Monsieur Tudesco heard him out, lapping up a glass of Chartreuse drop by drop the while, and taking snuff from a screw of paper. At times he would nod his head in approval and go on listening with the air of a man watching and waiting his opportunity. When he judged that at last, after tedious repetitions and numberless fresh starts, the other’s confidences were exhausted, he assumed a look of gravity, and laying his fine hand with a gesture as of priestly benediction on the young man’s shoulder:
“Ah! my young friend,” he said, “if I thought that what you feel were true love... but I do not,” and he shook his head and let his hand drop.
Jean protested. To suffer so, and not to be really in love?
Monsieur Tudesco repeated:
“If I thought that this were true love... but I do not, so far.”
Jean answered with great vehemence; he talked of death and plunging a dagger in his heart.

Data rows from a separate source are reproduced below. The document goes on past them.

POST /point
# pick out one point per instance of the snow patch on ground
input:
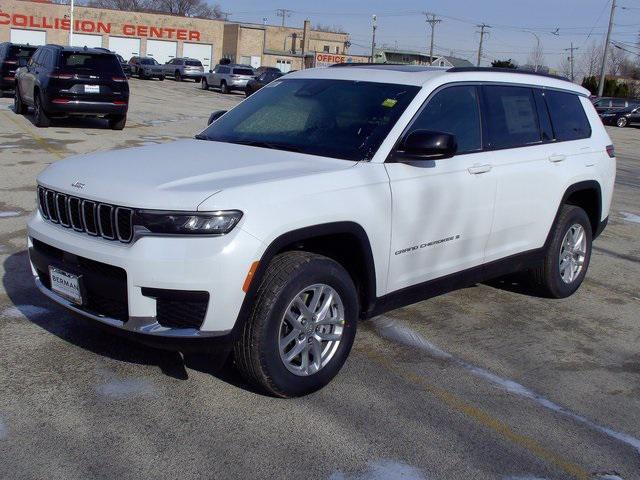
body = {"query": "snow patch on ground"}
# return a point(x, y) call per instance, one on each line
point(630, 217)
point(127, 388)
point(394, 330)
point(23, 310)
point(9, 214)
point(383, 470)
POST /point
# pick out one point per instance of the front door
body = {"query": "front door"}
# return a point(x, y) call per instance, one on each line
point(442, 209)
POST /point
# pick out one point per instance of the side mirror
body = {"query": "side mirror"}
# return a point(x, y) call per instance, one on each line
point(427, 145)
point(216, 115)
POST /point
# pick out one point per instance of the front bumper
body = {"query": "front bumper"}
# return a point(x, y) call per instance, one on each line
point(216, 265)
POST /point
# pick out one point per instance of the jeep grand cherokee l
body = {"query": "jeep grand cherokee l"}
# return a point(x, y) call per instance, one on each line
point(63, 81)
point(329, 196)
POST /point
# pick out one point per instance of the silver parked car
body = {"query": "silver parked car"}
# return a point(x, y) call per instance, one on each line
point(183, 68)
point(228, 77)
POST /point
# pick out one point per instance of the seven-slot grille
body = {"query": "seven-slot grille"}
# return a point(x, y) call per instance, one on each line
point(94, 218)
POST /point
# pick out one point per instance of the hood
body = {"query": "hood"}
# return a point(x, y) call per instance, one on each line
point(178, 175)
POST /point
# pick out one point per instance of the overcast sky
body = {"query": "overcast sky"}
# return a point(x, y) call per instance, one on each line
point(401, 23)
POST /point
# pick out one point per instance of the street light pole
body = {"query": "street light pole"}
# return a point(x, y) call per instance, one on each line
point(71, 25)
point(606, 50)
point(374, 25)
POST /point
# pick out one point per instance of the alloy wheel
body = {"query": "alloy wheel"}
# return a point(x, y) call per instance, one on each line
point(311, 329)
point(573, 251)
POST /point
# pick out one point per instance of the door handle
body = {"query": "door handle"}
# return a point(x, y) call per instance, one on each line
point(478, 169)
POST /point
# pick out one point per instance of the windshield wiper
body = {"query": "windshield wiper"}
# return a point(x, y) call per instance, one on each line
point(273, 146)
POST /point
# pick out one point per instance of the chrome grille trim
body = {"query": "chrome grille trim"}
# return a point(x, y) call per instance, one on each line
point(89, 205)
point(102, 227)
point(104, 220)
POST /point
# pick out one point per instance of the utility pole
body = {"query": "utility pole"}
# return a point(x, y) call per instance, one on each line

Monsieur Tudesco reiterated for the third time:
“I do not believe it is true love.”
Then Jean fell into a fury and began to rumple and tear at his waistcoat as if he would bare his heart for inspection. Monsieur Tudesco took his hands and addressed him soothingly:
“Well, well, my young friend, since it is true love you feel, I will help you. I am a great tactician, and if King Carlo Alberto had read a certain memorial I sent him on military matters he would have won the battle of Novara. He did not read my memorial, and the battle was lost, but it was a glorious defeat. How happy the sons of Italy who died for their mother in that thrice holy battle! The hymns of poets and the tears of women made enviable their obsequies. I say it: what a noble, what a heroic thing is youth! What flames divine escape from young bosoms to rise to the Creator! I admire above everything young folk who throw themselves into ventures of war and sentiment with the impetuosity natural to their age.”
Tasso, Novara, and the diva so beloved of cardinals mingled confusedly in Jean Servien’s heated brain, and in a burst of sublime if fuddled enthusiasm he wrung the old villain’s hand. Everything had grown indistinct; he seemed to be swimming in an element of molten metal.
Monsieur Tudesco, who at the moment was imbibing a glass of kuemmel, pointed to his waistcoat of ticking.
“The misfortune is,” he observed, “that I am garbed like a philosopher. How show myself in such a costume among elegant females? ’Tis a sad pity! for it would be an easy matter for me to pay my respects to an actress at an important theatre. I have translated the Gerusalemme Liberata, that masterpiece of Torquato Tasso’s. I could propose to the great actress whom you love and who is worthy of your love, at least I hope so, a French adaptation of the Myrrha of the celebrated Alfieri. What eloquence, what fire in that tragedy! The part of Myrrha is sublime and terrible; she will be eager to play it. Meantime, you translate Myrrha into French verse; then I introduce you with your manuscript into the sanctuary of Melpomene, when you bring with you a double gift—fame and love! What a dream, oh! fortunate young man!... But alas! ’tis but a dream, for how should I enter a lady’s boudoir in this rude and sordid guise?”